Climate-active Brick Facades
Project team Adaptive Brick:
Philipp Molter, Jakob Fellner, Kasimir Forth, Ata Chokhachian
Studierende: André Regehr, Balthasar Moos, Christian Zang, Margarita Alwalidi, Zhenming Peng, Anna Fornili, Helena Jimenez, Gianmarco Mei, Luca Mamoli
Brick production is constantly being improved and the properties of ceramic bricks optimised. In recent years, this has increasingly affected their sound and thermal insulation properties. However, less research has so far been done into the climate-impacting aspects of brick materials and their potential to improve urban microclimates. This is where the Adaptive Brick research project of the TU Munich, headed by Philipp Molter, Associate Professor at the Chair of Design and Building Envelopes (Lehrstuhl für Entwerfen und Gebäudehülle), comes in. The team is investigating the use of irrigated solid bricks as a component of climatically-effective facades that can counteract the phenomenon of urban heat islands.
Optimizing the microclimate
Like other materials, brick facades influence the urban microclimate through their radiation temperature. Metal and glass surfaces do not store heat, and cool down just as quickly as they heat up. Natural and artificial stones such as concrete and bricks have a high heat capacity, and are therefore are able to store heat for long periods of time. If several warm days follow one another, their material temperature rises further and further. In a comparison of all common facade materials, the best results with the lowest surface temperatures are achieved by greened facades. This is due to the evaporation cooling through the moisture in the leaves. The TU Munich study will now seek to determine whether this effect can also be transferred to bricks due to their porosity and water-absorption capacity.
Hygrothermics in action
In a test set-up, the hygrothermal relationships, i.e. the coupled heat and moisture transport in the bricks, were determined and the surface temperatures and intensity of the evaporative cooling were measured for bricks of different density and colour. To this end, different types of irrigation were tested under changing environmental conditions at different times of the day. On average, the surface temperatures of wet bricks were found to be around 7 °C lower than those of dry bricks due to evaporation cooling. The colour of the bricks also influences the temperature curve, as a difference of 5.4 °C between light and dark bricks showed. The surface temperature of the different types of brick shows different heating potentials as well as varying evaporation behaviour. A red brick with holes exhibited the coolest temperatures, probably due to it having the lowest density, a high water absorption capacity and therefore also the strongest evaporation cooling.

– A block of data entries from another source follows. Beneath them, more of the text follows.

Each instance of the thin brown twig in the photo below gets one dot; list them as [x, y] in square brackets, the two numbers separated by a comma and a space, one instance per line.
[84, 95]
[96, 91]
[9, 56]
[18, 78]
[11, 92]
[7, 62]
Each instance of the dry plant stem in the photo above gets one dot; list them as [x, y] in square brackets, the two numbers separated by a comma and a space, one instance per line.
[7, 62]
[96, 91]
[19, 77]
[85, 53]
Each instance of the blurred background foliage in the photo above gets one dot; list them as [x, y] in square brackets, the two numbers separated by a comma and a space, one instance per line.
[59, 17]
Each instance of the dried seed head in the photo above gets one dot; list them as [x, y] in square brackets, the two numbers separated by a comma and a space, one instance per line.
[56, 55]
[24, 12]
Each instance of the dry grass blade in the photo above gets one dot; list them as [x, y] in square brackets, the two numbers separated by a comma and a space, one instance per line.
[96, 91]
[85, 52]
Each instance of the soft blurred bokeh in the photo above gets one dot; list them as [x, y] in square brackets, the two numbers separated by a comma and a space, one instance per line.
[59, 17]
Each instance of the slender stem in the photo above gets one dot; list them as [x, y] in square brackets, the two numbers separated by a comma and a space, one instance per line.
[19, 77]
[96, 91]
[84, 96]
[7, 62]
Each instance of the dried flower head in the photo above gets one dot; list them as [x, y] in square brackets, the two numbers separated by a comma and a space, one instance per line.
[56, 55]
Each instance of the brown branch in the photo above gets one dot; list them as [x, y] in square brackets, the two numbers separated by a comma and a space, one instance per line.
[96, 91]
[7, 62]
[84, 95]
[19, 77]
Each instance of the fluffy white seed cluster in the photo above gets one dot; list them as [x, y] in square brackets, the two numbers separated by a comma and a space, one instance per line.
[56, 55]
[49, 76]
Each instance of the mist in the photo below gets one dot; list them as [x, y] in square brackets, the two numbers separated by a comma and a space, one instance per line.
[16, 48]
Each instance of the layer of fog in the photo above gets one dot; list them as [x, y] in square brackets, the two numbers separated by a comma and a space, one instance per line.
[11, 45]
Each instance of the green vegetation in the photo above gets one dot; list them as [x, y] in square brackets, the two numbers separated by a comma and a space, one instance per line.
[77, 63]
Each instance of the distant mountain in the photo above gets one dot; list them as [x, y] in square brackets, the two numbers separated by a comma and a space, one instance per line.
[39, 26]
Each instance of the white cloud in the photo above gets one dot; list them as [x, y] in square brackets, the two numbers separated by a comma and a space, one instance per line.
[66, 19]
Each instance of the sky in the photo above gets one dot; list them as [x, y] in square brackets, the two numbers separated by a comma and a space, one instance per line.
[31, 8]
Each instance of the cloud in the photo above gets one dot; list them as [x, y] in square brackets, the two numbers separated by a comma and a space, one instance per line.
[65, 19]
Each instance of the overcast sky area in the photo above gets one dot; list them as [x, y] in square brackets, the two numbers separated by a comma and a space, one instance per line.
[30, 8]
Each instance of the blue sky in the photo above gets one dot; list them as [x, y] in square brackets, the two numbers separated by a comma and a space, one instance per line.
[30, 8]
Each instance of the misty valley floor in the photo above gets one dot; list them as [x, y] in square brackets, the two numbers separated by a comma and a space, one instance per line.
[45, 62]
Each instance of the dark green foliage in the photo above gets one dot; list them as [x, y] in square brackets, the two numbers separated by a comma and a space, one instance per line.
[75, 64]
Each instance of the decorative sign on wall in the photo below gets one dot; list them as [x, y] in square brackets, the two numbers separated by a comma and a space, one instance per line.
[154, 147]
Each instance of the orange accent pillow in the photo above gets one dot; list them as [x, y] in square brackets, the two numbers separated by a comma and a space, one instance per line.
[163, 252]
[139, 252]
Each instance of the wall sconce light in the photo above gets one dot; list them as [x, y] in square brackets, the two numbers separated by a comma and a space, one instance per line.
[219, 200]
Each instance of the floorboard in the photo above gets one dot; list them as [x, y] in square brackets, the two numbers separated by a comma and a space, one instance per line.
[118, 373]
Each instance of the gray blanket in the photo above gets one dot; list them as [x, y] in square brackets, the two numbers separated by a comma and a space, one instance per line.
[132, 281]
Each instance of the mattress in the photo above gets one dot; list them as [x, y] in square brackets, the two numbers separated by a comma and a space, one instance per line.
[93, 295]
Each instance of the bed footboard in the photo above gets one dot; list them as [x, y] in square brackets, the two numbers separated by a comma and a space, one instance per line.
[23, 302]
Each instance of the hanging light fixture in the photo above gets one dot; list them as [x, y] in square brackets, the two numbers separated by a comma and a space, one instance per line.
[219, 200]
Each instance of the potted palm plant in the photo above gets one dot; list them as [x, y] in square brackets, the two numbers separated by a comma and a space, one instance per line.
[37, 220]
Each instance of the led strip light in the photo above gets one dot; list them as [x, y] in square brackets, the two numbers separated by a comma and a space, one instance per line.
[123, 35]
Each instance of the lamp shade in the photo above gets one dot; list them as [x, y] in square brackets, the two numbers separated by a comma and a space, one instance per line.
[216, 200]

After the initial series of tests, the scientists now assume that the brick properties of porosity, water absorption behaviour and colour in combination with the effect of evaporative cooling can be used specifically to lower the surface temperatures of buildings and can thus contribute to solving the problem of urban heat islands. They are currently working on a concrete irrigation system for integration into brick facades.